The pulp destined for the company may be part of a larger shipment. But the number of bales allotted to it are always delivered at Garfield; none may be diverted to any other customer; and no pulp is shipped to the broker for sale to purchasers, to be obtained while the pulp is in transit or after its arrival. Upon arrival of the pulp in Holboken, the broker gives to a terminal company the dock orders, specifying delivery of the required number of bales, and makes out the bills of lading for shipment from there to Garfield. These papers name the ship by which the pulp arrived at the Hoboken dock.
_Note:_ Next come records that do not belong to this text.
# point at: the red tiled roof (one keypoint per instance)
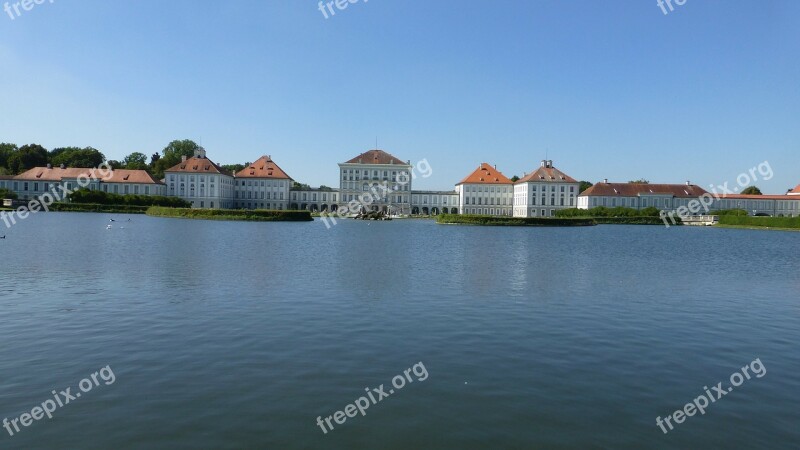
(57, 174)
(547, 174)
(757, 197)
(485, 174)
(198, 165)
(264, 167)
(636, 189)
(376, 157)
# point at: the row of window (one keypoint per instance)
(490, 189)
(487, 201)
(488, 211)
(393, 198)
(534, 188)
(264, 195)
(114, 188)
(323, 196)
(200, 178)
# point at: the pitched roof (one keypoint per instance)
(56, 174)
(264, 167)
(757, 197)
(485, 174)
(551, 174)
(130, 176)
(636, 189)
(196, 164)
(376, 157)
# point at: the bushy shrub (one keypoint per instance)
(5, 193)
(258, 215)
(767, 222)
(512, 221)
(106, 198)
(729, 212)
(602, 211)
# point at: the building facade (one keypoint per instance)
(378, 181)
(486, 191)
(314, 200)
(434, 203)
(262, 185)
(545, 191)
(201, 182)
(666, 197)
(34, 183)
(761, 205)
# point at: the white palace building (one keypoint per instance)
(388, 180)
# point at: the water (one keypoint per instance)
(239, 335)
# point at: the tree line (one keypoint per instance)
(15, 160)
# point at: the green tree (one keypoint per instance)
(27, 157)
(300, 186)
(5, 193)
(752, 190)
(6, 150)
(235, 168)
(172, 155)
(76, 157)
(136, 161)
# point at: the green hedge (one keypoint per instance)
(105, 198)
(761, 222)
(636, 221)
(729, 212)
(6, 193)
(257, 215)
(90, 207)
(512, 221)
(602, 211)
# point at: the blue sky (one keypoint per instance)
(607, 89)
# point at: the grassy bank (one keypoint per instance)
(777, 223)
(91, 207)
(512, 221)
(633, 220)
(231, 214)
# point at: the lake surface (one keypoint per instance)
(239, 335)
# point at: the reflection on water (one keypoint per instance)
(239, 335)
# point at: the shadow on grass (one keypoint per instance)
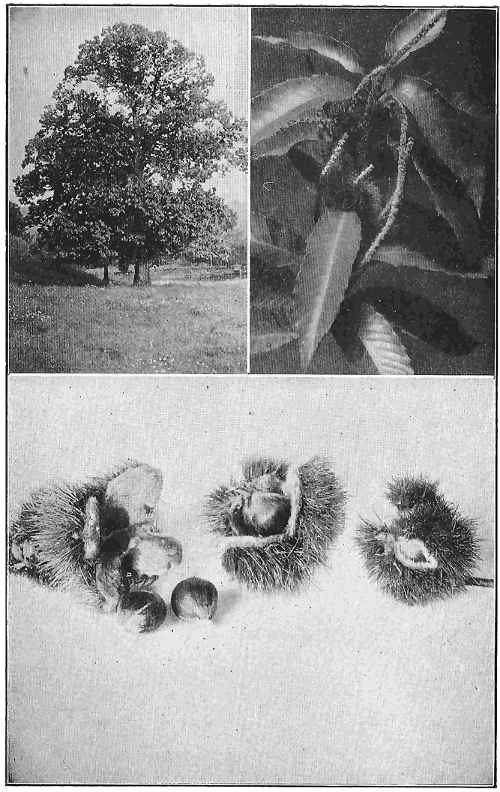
(25, 267)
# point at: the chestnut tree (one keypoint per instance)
(120, 162)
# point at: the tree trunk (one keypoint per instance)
(142, 275)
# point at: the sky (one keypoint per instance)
(43, 40)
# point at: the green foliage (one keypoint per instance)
(118, 165)
(392, 151)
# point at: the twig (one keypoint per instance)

There may be some delay in forwarding the wood pulp by rail after delivery on the dock, because, under an arrangement between the broker and the company, the pulp is shipped from the dock in lots of two or three cars in order to prevent congestion at Garfield. The freight from the dock to Garfield is paid by the company to the tail carrier. The commission found 'that from the time the pulp is placed on board steamers at foreign ports there is a continuing intent on the part of the shipper that it shall be transported to Garfield.'
The carriers contend that title to the pulp does not pass to the company until the broker arranges, at the Hoboken dock, for shipment of the specific lot to Garfield; that the shipment by the mill to its agent, as consignee, of pulp in quantity exceeding that ultimately destined to Garfield, terminates when the pulp is delivered on dock at Hoboken; that this foreign shipment is distinct from the subsequent shipment by the broker to Garfield of the smaller quantity, under a new and local bill of lading; and that therefore the rail movement from Hoboken to Garfield is an independent intrastate transaction. But the nature of the shipment is not dependent upon the question when or to whom the title passes. Pennsylvania R. R. Co. v. Clark Bros. Coal Min. Co., 238 U.S. 456, 465, 466, 35 S.C.t. 896, 59 L. Ed. 1406. It is deter mined by the essential character of the commerce. Baltimore & Ohio S. W. R. R. Co. v. Settle, 260 U.S. 166, 170, 43 S.C.t. 28, 67 L. Ed. 189. It is not affected by the fact that the transaction is initiated or completed under a local bill of lading which is wholly intrastate, Railroad Commission of Ohio v. Worthington, 225 U.S. 101, 108-110, 32 S.C.t. 653, 56 L. Ed. 1004; Texas & New Orleans R. R. Co. v. Sabine Tram Co., 227 U.S. 111, 33 S.C.t. 229, 57 L. Ed. 442; Hughes Bros. Co. v. Minnesota, 272 U.S. 469, 47 S.C.t. 170, 71 L. Ed. 359; or by the fact that there may be a detention before or after the shipment on the local bill of lading, Carson Petroleum Co. v. Vial, 279 U.S. 95, 49 S.C.t. 292, 73 L. Ed. 626. The findings of the commission, that the broker acts only as agent and that from the time that the pulp is put aboard the steamer there is a continuing intent that it should be transported to Garfield, ought to have been accepted by the District Court as conclusive, since there was ample evidence to sustain it. Western Paper Makers' Chemical Co. v. United States, 271 U.S. 268, 46 S.C.t. 500, 70 L. Ed. 941; Virginian Ry. Co. v. United States, 272 U.S. 658, 47 S.C.t. 222, 71 L. Ed. 463. The rail transportation is in fact a part of foreign commerce.